3. Unsur gabungan kata yang merupakan kombinasi ditulis serangkai
Contoh :
Pancasila, tunanetra, infrastruktur, antarkota, mahasiswa
4. Awalan atau akhiran ditulis serangkai dengan kata yang langsung
mengikuti/mendahuluinya kalau bentuk dasarnya berupa gabungan kata
Contoh :
bertanggung jawab, garis bawahi, dilipat dua, bertepuk tangan dll.
c. Kata Ulang
Bentuk ulang ditulis secara lengkap dengan menggunakan tanda hubung.
Contoh :
anak-anak, biri-biri, mondar-mandir, ramah-tamah, sayur-mayur, dll.
d. Gabungan Kata
1. Kata majemuk ditulis terpisah
Contoh :
duta besar, orang tua, kambing hitam, rumah sakit, dll.
2. Gabungan kata termasuk istilah khusus yang mungkin menimbulkan salah baca,
dapat diberi tanda hubung untuk menegaskan pertalian diantara unsur-unsur yang
bersangkutan.
Contoh :
anak-isteri, adik-kakak, bapak-ibu, dll.
3. Gabungan kata ditulis serangkai.
Contoh :
apabila, adakalanya, matahari, daripada, bagaimana, peribahasa, halalbihalal
h. Partikel
1. Partikel lah, kah, dan tah ditulis serangkai dengan kata yang mendahuluinya.

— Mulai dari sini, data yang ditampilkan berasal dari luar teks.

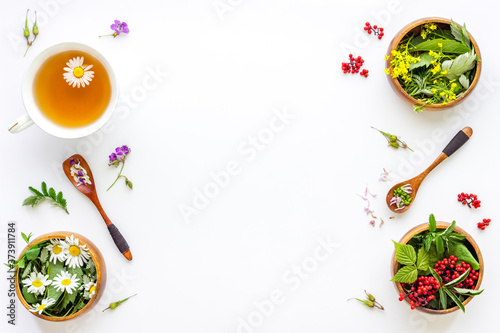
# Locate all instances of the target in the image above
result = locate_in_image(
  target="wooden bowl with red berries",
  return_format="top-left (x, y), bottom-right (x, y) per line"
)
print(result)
top-left (385, 17), bottom-right (482, 112)
top-left (391, 222), bottom-right (484, 314)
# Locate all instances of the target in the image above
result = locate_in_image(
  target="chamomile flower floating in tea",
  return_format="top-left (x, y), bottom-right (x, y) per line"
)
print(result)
top-left (30, 298), bottom-right (56, 314)
top-left (47, 239), bottom-right (67, 264)
top-left (69, 160), bottom-right (92, 186)
top-left (63, 235), bottom-right (90, 268)
top-left (63, 57), bottom-right (94, 88)
top-left (22, 272), bottom-right (52, 295)
top-left (52, 271), bottom-right (80, 294)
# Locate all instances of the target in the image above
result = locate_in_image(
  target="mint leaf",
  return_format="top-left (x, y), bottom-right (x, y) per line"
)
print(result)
top-left (417, 247), bottom-right (429, 271)
top-left (409, 38), bottom-right (470, 54)
top-left (391, 266), bottom-right (418, 283)
top-left (444, 268), bottom-right (470, 287)
top-left (23, 182), bottom-right (69, 214)
top-left (446, 288), bottom-right (465, 313)
top-left (429, 214), bottom-right (436, 232)
top-left (42, 182), bottom-right (49, 197)
top-left (435, 235), bottom-right (444, 254)
top-left (392, 241), bottom-right (417, 265)
top-left (448, 242), bottom-right (481, 271)
top-left (453, 287), bottom-right (484, 296)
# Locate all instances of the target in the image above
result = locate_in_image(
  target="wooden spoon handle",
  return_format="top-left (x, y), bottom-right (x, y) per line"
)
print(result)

2. Partikel pun ditulis terpisah dari kata yang mendahuluinya. (satu kali pun, apa
pun)
3. Kata yang dianggap padu (adapun, ataupun, bagaimanapun, meskipun, sekalipun,
walaupun, maupun)
2. Tanda koma
Ada kaidah yang mengatur kapan tanda koma digunakan dan kapan tanda koma tidak
digunakan.
a. Tanda koma harus digunakan diantara unsur-unsur dalam suatu perincian atau
pembilangan.
b. Tanda koma harus digunakan untuk memisahkan kalimat setara yang satu dengan
kalimat setara berikutnya yang didahului dengan kata tetapi, melainkan dan
sedangkan.
c. Tanda koma harus digunakan untuk memisahkan anak kalimat dari induk kalimat,
apabila anak kalimat tersebut mendahului induk kalimatnya. Biasanya, anak kalimat
didahului oleh kata penghubung bahwa, karena, agar, sehingga, walaupun, apabila,
jika, meskipun dan sebagainya.
5. Tanda hubung ( – )
a. Tanda hubung dapat dipakai untuk memperjelas hubungan bagian-bagian ungkapan.
Bandingkan:
Tigapuluh-dua-pertiga (30 2/3) dan tigapuluhdua- pertiga (32/3)
Mesin-potong tangan (mesin potong yang digunakan dengan tangan) mesin potong-
tangan (mesin khusus untuk memotong tangan).
b. Tanda hubung dipakai untuk merangkaikan (a) se- dengan kata berikutnya yang
dimulai dengan huruf kapital, (b) ke- dengan angka, (c) angka dengan –an dan (d)
singkatan huruf dengan imbuhan atau kata.